The play asks a lot of questions: of and about the characters, and about humanity itself. The (mostly) unseen, omniscient Tarot Deck is a mystical God-like technology – and the play pontificates about humanity’s place within, responsibility to/for, and creation or destruction of the world, through such advancements. How much is the Tarot deck responsible for the calamity we find ourselves in? Is it humanity’s fault? Have we destroyed ourselves? Or are we controlled by an unseen, judgmental force? If Dahlquist is suggesting we view the play as a documentary, then the cruel, dilapidated shell of our world is the tragic result of our own misguided desires.
If it seems like I’m writing a thesis statement, well, that’s because that’s what the play seemed to want to do. With a deeply researched topic and an academic level of esoteric knowledge, Dahlquist has delivered a cerebral adventure. The questions the play asks, and the basis of the story are fascinating. An internet-created Tarot deck that potentially controls humanity? Super interesting. And personally, I’m into Tarot cards, Kabbalah, and apocalyptic ponderings. But as an audience member, I didn’t have time to grok all of the scientific and mystical references before we moved on to the next scene. Episodic and clippy, the play moves too fast for a philosophical discussion to really sink in.

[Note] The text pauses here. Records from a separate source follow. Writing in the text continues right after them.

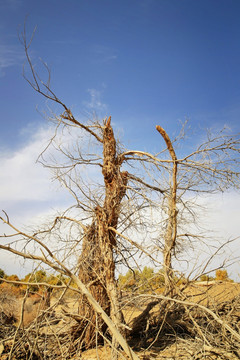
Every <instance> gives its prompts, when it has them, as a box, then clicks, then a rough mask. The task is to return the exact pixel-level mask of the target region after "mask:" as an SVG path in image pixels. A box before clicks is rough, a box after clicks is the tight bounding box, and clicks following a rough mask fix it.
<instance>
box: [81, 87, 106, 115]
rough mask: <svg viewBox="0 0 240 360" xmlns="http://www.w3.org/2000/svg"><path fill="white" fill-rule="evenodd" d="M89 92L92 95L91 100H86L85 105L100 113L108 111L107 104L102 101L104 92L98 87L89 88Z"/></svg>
mask: <svg viewBox="0 0 240 360" xmlns="http://www.w3.org/2000/svg"><path fill="white" fill-rule="evenodd" d="M87 92H88V94H89V95H90V100H88V101H84V105H85V106H86V107H87V109H88V110H89V111H90V112H97V113H99V114H101V113H103V112H104V113H106V111H107V105H106V104H105V103H104V102H103V101H102V99H101V98H102V92H103V91H101V90H97V89H87Z"/></svg>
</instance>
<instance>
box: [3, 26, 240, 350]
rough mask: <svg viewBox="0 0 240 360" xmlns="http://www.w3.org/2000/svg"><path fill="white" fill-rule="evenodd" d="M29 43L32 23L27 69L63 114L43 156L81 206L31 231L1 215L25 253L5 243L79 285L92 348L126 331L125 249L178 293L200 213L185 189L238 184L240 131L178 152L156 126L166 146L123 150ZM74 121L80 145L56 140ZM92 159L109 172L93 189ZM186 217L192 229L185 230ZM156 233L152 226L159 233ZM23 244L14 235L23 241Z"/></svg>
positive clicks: (212, 187) (66, 212)
mask: <svg viewBox="0 0 240 360" xmlns="http://www.w3.org/2000/svg"><path fill="white" fill-rule="evenodd" d="M31 41H32V39H31V40H30V42H27V40H26V34H25V31H24V33H23V36H22V43H23V46H24V49H25V53H26V58H27V62H28V67H29V73H28V75H27V74H26V72H24V77H25V79H26V80H27V82H28V83H29V84H30V86H31V87H32V88H33V89H34V91H36V92H37V93H39V94H40V95H42V96H43V97H44V98H46V99H48V100H50V101H52V102H53V103H55V104H57V105H59V107H60V111H59V113H60V115H55V116H54V117H53V118H52V119H51V120H52V122H53V123H54V124H55V125H56V126H55V132H54V135H53V136H52V138H51V139H50V141H49V144H48V146H47V147H46V149H45V150H44V151H43V152H42V154H41V155H40V157H39V159H38V160H39V161H40V162H41V163H42V164H43V165H44V166H46V167H48V168H50V169H51V170H52V171H53V172H54V175H55V178H56V179H57V180H59V181H60V183H61V184H62V185H63V186H65V187H66V188H67V190H68V191H69V192H70V193H71V195H72V196H73V198H74V201H75V207H74V211H75V212H74V213H73V216H70V215H71V210H70V211H66V212H64V213H63V214H62V215H58V216H57V217H56V218H55V219H54V221H53V222H52V223H51V225H50V226H49V227H47V228H46V229H41V230H39V231H36V232H35V233H34V234H32V235H29V234H26V233H24V232H21V231H18V230H17V229H16V228H15V227H14V226H13V225H11V223H10V221H9V219H8V217H6V219H5V220H4V219H2V220H3V221H4V222H5V223H6V224H7V225H9V226H10V227H11V228H12V229H13V230H15V231H16V236H18V237H20V238H21V237H22V240H23V241H25V242H26V243H27V245H26V246H25V247H24V249H25V251H19V250H14V249H13V247H12V246H11V240H12V239H13V238H14V236H15V235H11V236H10V244H8V245H6V246H5V245H1V246H0V248H2V249H3V250H6V251H11V252H13V253H16V254H18V255H20V256H23V257H26V258H28V259H33V260H37V261H42V262H43V263H45V264H47V265H49V266H50V267H51V268H53V269H55V270H56V271H59V272H60V273H63V274H65V275H67V276H69V278H70V279H71V280H73V281H75V282H76V283H77V285H78V287H79V289H80V290H81V291H80V292H81V295H80V299H79V319H80V320H79V324H78V327H77V328H76V329H75V334H76V335H78V336H80V337H81V346H82V347H83V348H88V347H92V346H95V345H96V340H97V343H99V342H102V340H103V337H104V336H105V335H106V331H107V328H108V330H109V329H110V333H111V335H112V336H113V342H114V341H115V339H116V337H117V336H119V333H120V332H121V333H122V334H123V333H124V331H123V329H124V324H123V319H122V314H121V309H120V305H119V301H118V288H117V284H116V279H115V267H116V257H117V256H118V257H119V258H120V260H121V261H122V263H124V264H125V265H127V266H130V265H132V264H130V265H129V258H130V259H131V261H132V262H133V264H134V261H135V264H137V260H136V259H134V258H133V255H132V251H133V249H137V250H138V251H139V252H140V253H141V254H144V255H145V256H146V257H148V259H150V260H151V261H152V262H153V263H154V264H158V266H159V267H163V268H164V274H165V286H166V289H165V295H169V296H172V297H173V296H175V295H176V293H175V292H174V287H175V283H174V269H173V266H172V259H173V257H174V255H175V253H176V251H177V249H178V244H179V243H180V244H181V243H182V242H183V241H184V240H185V239H191V240H192V239H194V237H196V234H193V233H190V232H189V231H186V220H185V219H186V217H185V216H188V215H190V216H191V219H192V220H193V221H194V215H195V214H194V211H193V210H192V208H191V205H189V204H188V202H189V199H186V198H185V195H186V194H197V195H198V194H200V193H207V194H210V193H214V192H217V191H225V190H226V189H228V188H239V176H240V173H239V171H238V166H239V164H240V159H239V153H240V148H239V145H240V139H239V136H238V135H236V136H230V135H228V134H224V133H221V132H220V133H219V134H218V135H217V136H215V137H214V136H212V135H211V134H210V133H209V134H208V137H207V140H206V142H204V143H202V144H201V145H200V146H199V147H198V148H197V149H196V150H193V151H192V152H191V153H190V154H187V155H183V154H182V153H180V154H178V156H177V155H176V149H175V147H174V145H175V141H171V140H170V137H169V136H168V134H167V133H166V132H165V130H164V129H163V128H162V127H160V126H157V131H158V132H159V133H160V135H161V136H162V138H163V139H164V141H165V144H166V147H164V149H163V150H162V151H160V152H159V153H158V154H156V155H153V154H152V153H150V152H149V153H148V152H143V151H139V150H123V149H120V147H119V146H118V145H117V142H116V139H115V136H114V132H113V128H112V125H111V117H109V118H108V119H106V120H103V121H102V122H98V121H94V122H87V123H84V122H83V121H80V120H78V119H77V118H76V117H75V116H74V115H73V113H72V111H71V110H70V108H69V107H68V106H67V105H66V104H65V103H64V102H62V101H61V100H60V99H59V98H58V97H57V96H56V94H55V93H54V92H53V91H52V89H51V88H50V72H49V69H48V68H47V66H46V65H45V64H44V65H45V68H46V69H47V72H48V79H47V81H45V82H44V81H42V80H41V77H40V76H39V75H38V74H37V73H36V70H35V68H34V67H33V64H32V61H31V59H30V57H29V46H30V44H31ZM66 129H67V130H68V135H69V133H71V130H72V129H73V130H74V132H72V138H71V139H70V142H72V141H73V142H74V144H75V145H74V146H73V145H70V146H68V145H64V142H61V141H58V136H62V137H63V136H64V131H65V130H66ZM180 138H181V137H180ZM51 145H52V148H53V150H54V151H57V157H56V159H54V158H52V157H51V159H50V160H51V161H49V159H48V158H47V152H48V150H50V148H51ZM162 148H163V147H162V145H161V146H160V149H162ZM169 155H170V157H169ZM59 157H61V158H60V160H59ZM61 161H62V163H61ZM84 166H86V167H88V168H90V167H92V168H94V169H98V170H99V169H100V174H101V179H100V180H99V182H98V183H97V185H96V186H95V187H94V186H92V183H89V182H88V180H87V179H86V178H85V177H84V176H85V173H84ZM86 183H87V184H86ZM181 221H182V222H183V225H184V226H183V227H182V228H183V229H184V230H185V231H184V232H181ZM65 224H68V225H67V226H70V227H71V226H75V227H76V228H75V230H76V229H77V235H76V232H75V234H74V237H73V238H76V237H77V240H76V241H75V242H72V245H71V247H70V248H69V242H68V243H67V244H66V243H64V241H63V238H64V231H66V229H64V231H61V230H62V228H64V227H65V228H66V226H65ZM69 224H70V225H69ZM142 230H143V231H142ZM57 231H59V236H58V239H59V242H60V243H63V247H64V249H65V251H66V252H67V256H66V259H67V257H69V256H70V255H69V254H70V253H73V252H77V258H78V261H77V262H76V264H75V265H74V266H75V267H74V269H71V271H70V270H69V267H67V265H66V264H65V262H64V260H65V259H64V256H63V257H62V258H61V252H59V249H57V250H56V251H54V250H52V249H50V248H49V246H47V245H46V243H47V240H48V239H52V238H56V236H55V235H56V234H57ZM133 231H134V232H137V233H138V234H139V235H141V236H142V237H143V235H142V232H144V238H145V239H144V240H142V243H141V242H140V241H139V239H138V240H136V238H134V235H133ZM151 231H152V232H153V231H154V235H153V236H152V237H153V238H152V237H151ZM156 234H157V235H156ZM128 235H129V236H128ZM2 237H4V236H2ZM69 237H70V236H68V239H69ZM4 238H5V237H4ZM31 241H32V242H36V243H37V244H38V245H40V247H41V250H42V252H43V255H42V256H39V254H38V255H36V254H34V253H33V252H30V255H29V251H28V245H29V244H30V242H31ZM19 243H20V242H18V243H17V241H16V245H17V246H18V245H19ZM49 243H51V242H49ZM76 249H77V250H76ZM31 251H32V250H31ZM159 254H161V256H162V255H163V256H162V257H160V255H159ZM128 257H129V258H128ZM162 258H163V260H162ZM63 259H64V260H63ZM137 265H138V264H137ZM86 288H87V289H86ZM155 301H156V300H155ZM155 301H154V302H155ZM153 306H154V305H153ZM149 308H150V307H149V305H148V310H149ZM148 313H149V311H148ZM99 314H100V315H99ZM109 316H110V318H111V319H110V318H109ZM113 324H114V325H115V328H114V326H113ZM116 328H117V330H118V332H116V331H115V330H116ZM96 329H97V330H96ZM120 335H121V334H120ZM120 339H121V340H120V341H121V345H122V344H123V345H122V346H125V348H126V343H124V341H123V338H122V337H121V336H120ZM118 341H119V339H118ZM120 341H119V342H120Z"/></svg>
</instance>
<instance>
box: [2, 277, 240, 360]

Under Director Blake Hackler, the actors deftly unified the dense plot with a fierce determination to tell a unique story. I got a kick out of their moments of sci-fi performance tropes: freeze-frame reactions, fast-paced technical language, and urgent expositional dialogue. Molly Searcy as Sarah, the tarot “reader” is a grounded and self-aware madam. As Pierson, the hard-selling government shill, Anthony Ramirez delivers a dramatic fall from successful businessman to tortured prisoner: openly weeping in one scene, then seamlessly schmoozing and charming in the next.
The design team also exalted the sci-fi genre. Costume Designer Amanda Capshaw’s choice of bold colors (the red! the patterns!) and iconic sci-fi accessories (the goggles and white lab coats) took me back to my favorite television shows. Paul Semrad’s sound design was mysterious, looming, and targeted the fear of the ever-present threat of the Tarot deck. Russell Parkman’s set design defined the austere government office buildings with clean lines and crisp edges. The torture chambers and fallout basements were unified by the stone walls and the permanent stone columns of the theatre space. The extra tall chairs in the first interrogation scene offered a visual surprise.
Part of me wishes I could go back and see the play again. I’d like to test what I gleam from it with a second look. And also, because new work that pushes the boundaries of a genre will undoubtedly evolve the more it has the opportunity to interact with an audience. It’s important to do it and for audiences to witness it. For me, all of the elements that make fantastic science fiction were there. I’m just not sure if the words of the play meld successfully with the delivery of the play. It was all, you know, just - “sort-of-Heisenburgian.”
The world premiere of Red Chariot runs through October 13, 2019 at Undermain Theatre, 3200 Main Street, Dallas, TX 75226.
Performances are Wednesday through Saturday at 7:30 pm, and Sundays at 2:00 pm.